Open and Honest – Part I – Part II
Part III – Part IV – Part V – Part VI – Part VII
I keep telling myself it’ll only be five days. Five days of fun with friends, of visiting with family, of bachelor party and Boston.
Despite all the wonderful people and times, every spare moment is spent thinking of her.
I send a postcard, carefully picking out a vintage print. I plot surprises for my return, think about things we could do together, events to which she’d like to go. I work on being even more the person she makes me want to be.
On the day of my return, she offers to pick me up from the airport. It’s unexpected. The distance between her and the airport isn’t small. This isn’t a favor I’d ask of a friend. I could bus it and then get a ride. That would be reasonable, but all the way is outside the bounds of good taste. Yet here she is offering. And I don’t want to say no.
My flights are delayed. Over and over, the timing gets worse. I’m racked with guilt, as the airline fails to tell me the changes until the last moment, and I can only hope to relay them.
She’s tired and sore when she picks me up. We cancel the concert we were going to catch in Denver on the way back. We crawl into bed, sleeping immediately. There’s no making up for lost time. There will be time enough for that later.
The next day, her world crumbles.
Plans she was making seem untenable after she finds out her debts are greater than she wanted.
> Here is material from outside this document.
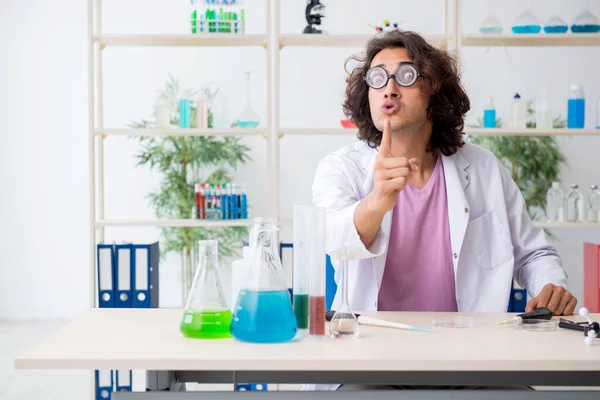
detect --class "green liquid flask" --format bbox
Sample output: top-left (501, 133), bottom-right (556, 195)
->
top-left (180, 240), bottom-right (231, 339)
She closes herself. She cries. I try to cheer her up.
It’s an odd sensation, realizing that when I’m with her none of our combined problems seem insurmountable. I know I can’t solve her problems. I know her and I know she’s capable. I can make it more bearable, more pleasant; I can be supportive and make things easier if only she’ll let me. My problems I can handle. They don’t even worry me when she’s at my side. Hers worry me more than I want to show, if only for their effect on her.
“I want you to be happy. I like when you’re happy,” I want to tell her. “What can I do to make you happy?” I want to ask.
But I don’t.
I reach out gently, probing, hoping I can breach the sudden wall. She schedules herself hellishly for a week. She makes good money. I watch as she disconnects from the world. All that exists is work, commute, sleep, eat.
My life is no simpler. I’m starting a new job. I’m moving, without a car. I’m in my own little hell, ripped from the peaceful fun of post-ski season haze. I take loads via bus. It’s painful and difficult. I tap friends to help in little ways or bigger ways. Several come through. I make a concerted effort not to ask her for help, not to heap my problems on her own.
I don’t worry about it. I don’t stress it. I’m too busy to bother. I’m too worried about her to worry about myself.